O notório Diretor alemão ANDREAS SCHNAAS fez um remake de Antropophagus intitulado ANTROPOPHAGUS 2000, em homenagem ao seu ídolo máximo Joe D’Amato. Nessa homenagem Schnaas extrapola de maneira insana o que já era absurdo no filme original e ambienta a história em um vilarejo na Itália. Voltando ao original de D’Amato, algumas seqüências merecem atenção especial. Além da famigerada e inacreditável cena do feto sendo devorado, temos a seqüência em que Jullie e a menina cega estão escondias no sótão, fugindo de Nikos que tenta arrombar a porta no chão do sótão. No filme de Dan O’Bannon: A VOLTA DOS MORTOS-VIVOS temos uma citação dessa mesma seqüência. A absurda cena de “auto-canibalismo” onde Nikos devora os próprios intestinos é algo sem precedentes no Cinema até hoje, uma representação extrema da loucura infinita do personagem.
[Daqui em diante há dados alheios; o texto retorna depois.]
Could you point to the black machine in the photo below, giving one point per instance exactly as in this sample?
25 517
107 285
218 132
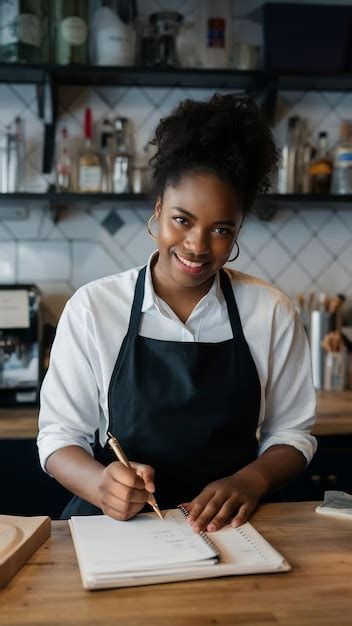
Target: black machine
20 341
Na próxima ZINGU o filme a ser analisado é justamente ANTROPOPHAGUS 2, aka ROSSO SANGUE, ABSURD, que consegue ser ainda mais insano e bizarro do que o primeiro sendo a seqüência mais absurda e sem lógica da História dos Slasher Movies. Em seguida devo aportar no Caribe para analisar a denominada “Fase Caribenha” de Joe D’Amato. Quem viver lerá.